La ligne thématique suivie par le présent tome 4 est celle d’un cheminement individuel qui, bien que partant du même point, diffère de la traditionnelle et universelle accession à la sagesse ou à la réussite.
Celui qui marche attentivement avec le Christ se verra fort probablement, un jour ou l’autre, invité à prendre une bifurcation inattendue vers l’« incognito ».
À travers les écrits qui suivent, nous tentons d’expliquer cette excursion vers l’incognito à laquelle Dieu convie celui, celle qui s’est attaché(e) à lui.
Ivsan & Dianitsa Otets
Aux certains
NOUSTROUVONS DANS LESÉVANGILES le texte suivant fort énigmatique :
Ils amenèrent à Jésus l’ânon, sur lequel ils jetèrent leurs vêtements, et Jésus s’assit dessus.
Beaucoup de gens étendirent leurs vêtements sur le chemin, et d’autres des branches qu’ils coupèrent dans les champs. Ceux qui précédaient et ceux qui suivaient Jésus criaient : Hosanna !
Béni soit celui qui vient au nom du Seigneur !
Béni soit le règne qui vient, le règne de David, notre père ! Hosanna dans les lieux très hauts !

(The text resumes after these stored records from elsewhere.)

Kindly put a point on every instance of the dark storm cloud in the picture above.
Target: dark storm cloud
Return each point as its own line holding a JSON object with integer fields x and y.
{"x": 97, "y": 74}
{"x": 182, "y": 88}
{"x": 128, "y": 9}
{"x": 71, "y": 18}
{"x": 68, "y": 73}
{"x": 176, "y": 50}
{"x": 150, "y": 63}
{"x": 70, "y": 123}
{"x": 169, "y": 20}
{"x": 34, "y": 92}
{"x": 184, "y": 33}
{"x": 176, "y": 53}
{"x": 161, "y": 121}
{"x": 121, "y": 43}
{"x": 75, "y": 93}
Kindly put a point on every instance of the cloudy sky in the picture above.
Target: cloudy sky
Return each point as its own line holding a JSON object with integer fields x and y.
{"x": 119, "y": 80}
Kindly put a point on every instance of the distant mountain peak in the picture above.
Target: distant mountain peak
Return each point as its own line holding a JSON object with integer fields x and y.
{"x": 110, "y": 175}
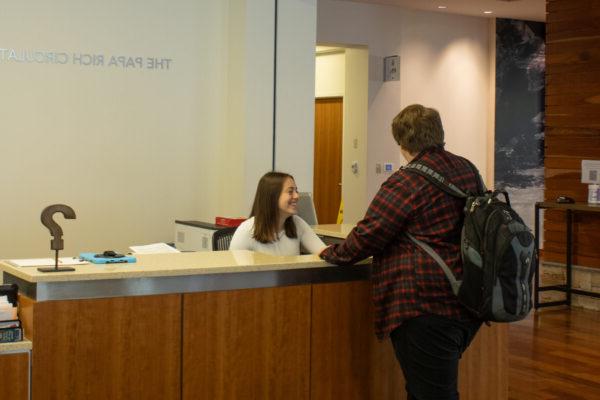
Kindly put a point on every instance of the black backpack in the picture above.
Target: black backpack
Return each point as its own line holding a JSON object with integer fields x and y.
{"x": 497, "y": 251}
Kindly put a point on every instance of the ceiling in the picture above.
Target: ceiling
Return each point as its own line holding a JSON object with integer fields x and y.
{"x": 529, "y": 10}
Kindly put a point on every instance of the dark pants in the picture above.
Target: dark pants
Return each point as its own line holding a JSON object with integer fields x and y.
{"x": 428, "y": 349}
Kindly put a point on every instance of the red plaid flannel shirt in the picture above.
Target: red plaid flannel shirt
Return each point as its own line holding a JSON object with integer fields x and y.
{"x": 407, "y": 282}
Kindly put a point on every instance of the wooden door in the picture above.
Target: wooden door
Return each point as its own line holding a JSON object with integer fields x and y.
{"x": 327, "y": 189}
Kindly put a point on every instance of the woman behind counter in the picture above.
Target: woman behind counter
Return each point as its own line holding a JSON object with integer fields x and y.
{"x": 273, "y": 226}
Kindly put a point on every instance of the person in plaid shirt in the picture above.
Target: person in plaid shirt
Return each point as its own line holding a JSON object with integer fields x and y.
{"x": 414, "y": 303}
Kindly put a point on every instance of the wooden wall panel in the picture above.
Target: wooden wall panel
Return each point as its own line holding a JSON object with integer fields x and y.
{"x": 119, "y": 348}
{"x": 14, "y": 376}
{"x": 572, "y": 120}
{"x": 247, "y": 344}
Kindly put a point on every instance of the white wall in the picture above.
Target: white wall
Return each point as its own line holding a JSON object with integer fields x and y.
{"x": 443, "y": 64}
{"x": 133, "y": 149}
{"x": 330, "y": 74}
{"x": 295, "y": 108}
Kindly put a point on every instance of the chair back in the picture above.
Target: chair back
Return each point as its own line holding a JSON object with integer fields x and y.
{"x": 222, "y": 238}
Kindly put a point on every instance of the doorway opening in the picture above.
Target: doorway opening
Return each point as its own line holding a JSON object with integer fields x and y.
{"x": 340, "y": 153}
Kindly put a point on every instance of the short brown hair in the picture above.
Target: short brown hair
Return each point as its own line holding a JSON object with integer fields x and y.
{"x": 265, "y": 209}
{"x": 417, "y": 128}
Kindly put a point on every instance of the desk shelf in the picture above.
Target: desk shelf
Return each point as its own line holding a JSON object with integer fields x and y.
{"x": 569, "y": 209}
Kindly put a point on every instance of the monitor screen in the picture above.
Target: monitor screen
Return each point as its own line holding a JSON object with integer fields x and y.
{"x": 306, "y": 208}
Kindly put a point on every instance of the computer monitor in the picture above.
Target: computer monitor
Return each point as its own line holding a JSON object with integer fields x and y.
{"x": 306, "y": 208}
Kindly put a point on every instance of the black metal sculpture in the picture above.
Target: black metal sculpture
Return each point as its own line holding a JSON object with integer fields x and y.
{"x": 57, "y": 242}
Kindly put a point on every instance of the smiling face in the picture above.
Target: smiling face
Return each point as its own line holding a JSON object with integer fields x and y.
{"x": 288, "y": 199}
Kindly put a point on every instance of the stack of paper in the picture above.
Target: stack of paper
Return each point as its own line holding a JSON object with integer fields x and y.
{"x": 42, "y": 262}
{"x": 154, "y": 248}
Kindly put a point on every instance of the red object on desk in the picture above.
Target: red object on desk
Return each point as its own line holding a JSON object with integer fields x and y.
{"x": 230, "y": 222}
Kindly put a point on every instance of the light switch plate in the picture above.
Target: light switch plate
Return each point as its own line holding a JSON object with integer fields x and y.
{"x": 391, "y": 68}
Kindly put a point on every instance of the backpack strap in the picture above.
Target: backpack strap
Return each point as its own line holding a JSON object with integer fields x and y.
{"x": 442, "y": 182}
{"x": 454, "y": 283}
{"x": 436, "y": 179}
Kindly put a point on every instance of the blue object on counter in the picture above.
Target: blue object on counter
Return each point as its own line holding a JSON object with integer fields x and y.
{"x": 100, "y": 259}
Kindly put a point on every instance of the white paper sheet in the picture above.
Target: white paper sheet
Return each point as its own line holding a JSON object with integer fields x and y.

Jésus entra à Jérusalem, dans le temple.
Quand il eut tout considéré, comme il était déjà tard, il s’en alla à Béthanie avec les douze.1
Ainsi donc, le Christ entre à Jérusalem, et même dans le Temple ! Puis, regardant autour de lui, comme il était déjà tard, il s’en va, à Béthanie, avec les douze. Quelle déception ! Il y avait là une ribambelle de gens bien intentionnés a priori, ils étendaient même leurs vêtements sur le sol foulé par le Christ, lançant, en veux-tu en voilà, des « sauve-nous, sois béni, gloire… » et patati et patata ! Combien, parmi eux, se sont trouvés dans la foule, toujours à Jérusalem, quelques jours plus tard, vociférant : « Crucifie, crucifie-le ! »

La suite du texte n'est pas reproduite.